HORIZON. Soft Steps. (2024) by Sterling Ruby is an outwardly simple arrangement of intensely colored oil and acrylic over collaged cardboard on canvas that, while abstract, refers through its series title to landscape imagery and ideas around impending events. In Homeing II (2021), Stanley Whitney presents a loose grid of vividly colored rectilinear blocks, defining an improvised space through the dynamic grouping of chromatic and spatial harmonies. Albert Oehlen’s canvas Untitled (2023) is distinguished by the artist’s variations on imagined forms and motifs, which he alters to create a pictorial narrative marked by unpredictable twists and turns. And David Reed, in his painting #771 (2023–24), continues to explore strategies associated with gestural abstraction in a manner that evokes filmic techniques, layering expressive brushstrokes over a flat, striped ground to suggest disruptive jump cuts.
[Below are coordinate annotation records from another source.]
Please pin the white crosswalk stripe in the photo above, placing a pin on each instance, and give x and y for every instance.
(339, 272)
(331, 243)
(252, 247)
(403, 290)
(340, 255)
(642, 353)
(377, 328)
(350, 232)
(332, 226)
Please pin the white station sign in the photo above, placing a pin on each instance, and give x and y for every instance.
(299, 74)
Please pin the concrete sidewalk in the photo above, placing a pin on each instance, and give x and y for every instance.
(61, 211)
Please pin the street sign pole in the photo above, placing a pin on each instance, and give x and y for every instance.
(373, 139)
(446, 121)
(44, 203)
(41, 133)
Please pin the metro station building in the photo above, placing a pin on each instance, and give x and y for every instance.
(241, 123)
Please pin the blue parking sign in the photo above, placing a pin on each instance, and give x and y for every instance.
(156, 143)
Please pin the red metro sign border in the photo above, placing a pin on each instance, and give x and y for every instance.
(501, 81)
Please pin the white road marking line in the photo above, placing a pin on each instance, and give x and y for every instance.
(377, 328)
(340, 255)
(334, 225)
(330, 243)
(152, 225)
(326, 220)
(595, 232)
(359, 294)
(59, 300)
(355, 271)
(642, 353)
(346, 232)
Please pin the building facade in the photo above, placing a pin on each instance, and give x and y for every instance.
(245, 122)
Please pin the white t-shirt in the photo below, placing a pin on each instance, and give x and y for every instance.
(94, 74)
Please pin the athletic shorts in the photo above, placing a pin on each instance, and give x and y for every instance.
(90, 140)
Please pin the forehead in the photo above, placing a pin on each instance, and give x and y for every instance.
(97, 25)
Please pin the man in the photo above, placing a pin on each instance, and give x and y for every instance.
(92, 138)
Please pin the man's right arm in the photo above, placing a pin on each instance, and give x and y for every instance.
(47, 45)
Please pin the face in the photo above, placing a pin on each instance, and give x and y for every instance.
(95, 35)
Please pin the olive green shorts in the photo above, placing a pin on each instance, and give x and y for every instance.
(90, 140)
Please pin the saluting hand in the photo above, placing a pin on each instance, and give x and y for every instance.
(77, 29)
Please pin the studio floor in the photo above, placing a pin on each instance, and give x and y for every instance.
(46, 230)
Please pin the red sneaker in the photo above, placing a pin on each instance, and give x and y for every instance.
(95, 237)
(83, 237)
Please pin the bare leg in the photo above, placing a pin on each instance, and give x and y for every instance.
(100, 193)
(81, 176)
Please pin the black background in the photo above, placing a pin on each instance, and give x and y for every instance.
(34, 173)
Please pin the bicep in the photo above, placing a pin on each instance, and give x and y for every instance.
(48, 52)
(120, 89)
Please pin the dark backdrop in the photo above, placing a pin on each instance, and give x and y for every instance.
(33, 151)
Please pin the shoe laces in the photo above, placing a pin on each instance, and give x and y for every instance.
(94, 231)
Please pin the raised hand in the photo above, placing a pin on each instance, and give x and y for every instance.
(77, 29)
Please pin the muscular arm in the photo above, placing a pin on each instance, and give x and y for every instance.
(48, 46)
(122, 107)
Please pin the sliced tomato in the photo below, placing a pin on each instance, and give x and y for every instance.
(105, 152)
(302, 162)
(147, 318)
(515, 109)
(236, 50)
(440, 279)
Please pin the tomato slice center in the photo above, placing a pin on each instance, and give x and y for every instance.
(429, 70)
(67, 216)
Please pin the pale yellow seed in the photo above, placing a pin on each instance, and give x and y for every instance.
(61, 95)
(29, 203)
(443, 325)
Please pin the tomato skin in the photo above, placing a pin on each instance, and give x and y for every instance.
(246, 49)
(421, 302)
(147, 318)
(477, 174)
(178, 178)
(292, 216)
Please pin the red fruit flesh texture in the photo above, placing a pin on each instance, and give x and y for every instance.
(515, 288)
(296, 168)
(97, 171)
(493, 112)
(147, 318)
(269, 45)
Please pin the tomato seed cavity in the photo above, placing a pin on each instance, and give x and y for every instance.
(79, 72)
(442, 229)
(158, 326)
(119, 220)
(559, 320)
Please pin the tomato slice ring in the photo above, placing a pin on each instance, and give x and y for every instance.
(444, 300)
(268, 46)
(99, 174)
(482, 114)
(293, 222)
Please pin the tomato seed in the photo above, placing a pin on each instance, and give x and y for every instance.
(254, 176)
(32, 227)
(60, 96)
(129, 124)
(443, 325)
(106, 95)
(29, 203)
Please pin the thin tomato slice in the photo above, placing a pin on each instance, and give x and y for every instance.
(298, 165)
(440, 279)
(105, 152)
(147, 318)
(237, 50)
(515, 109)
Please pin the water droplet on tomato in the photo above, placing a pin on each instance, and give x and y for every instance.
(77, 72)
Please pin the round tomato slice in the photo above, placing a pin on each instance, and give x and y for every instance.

In Firecracker (2017), Mary Weatherford complicates an abstract composition of sponged Flashe paint through the addition of a colored neon tube that casts a stark industrial light onto the work’s field of organic gestural marks. Takashi Murakami confronts the viewer with a highly stylized interpretation of the natural world in Panda Parent and Cubs, Yay!! (2024), depicting the titular creatures in a cartoonlike mode that provides him with a mutable symbolic platform for the exploration of pop-cultural fantasy. Yayoi Kusama, for her part, undertakes a more purely abstract venture in INFINITY-NETS [LSCP] (2014), a lilac-tinted entry in the immediately recognizable and long-running Infinity Nets series, which she began after moving to New York in 1958. Covered in a dense concentration of repeated, curved brushstrokes, the canvas also functions for its maker as a form of art therapy, inspired in part by her hallucinatory visions of an unending abyss.

Other artists at West Bund focus on the resonance of materials—whether considered classically “sculptural” or not—and the impact of various physical treatments and interventions on our reading of their qualities and significance. To produce Sunday (2024), part of an installation of the same title that made its exhibition debut at Gagosian New York in April, Maurizio Cattelan “modified” a panel of gold-plated stainless steel by gunfire, leaving its surface riddled with craters to deconstruct the United States’ relationship to the accessibility of deadly weapons. Cameron Welch references ancient Greek history and mythology in Theseus and the Bull (2024), alluding to a world populated by heroes and monsters. And Nam June Paik, in his 2005 “late style” sculpture Ambassador TV, covers a vintage metal television set in gestural strokes of acrylic paint and oil marker, combining these hand-produced adornments with his own video work in a vivid clash of mediums, styles, and ideas.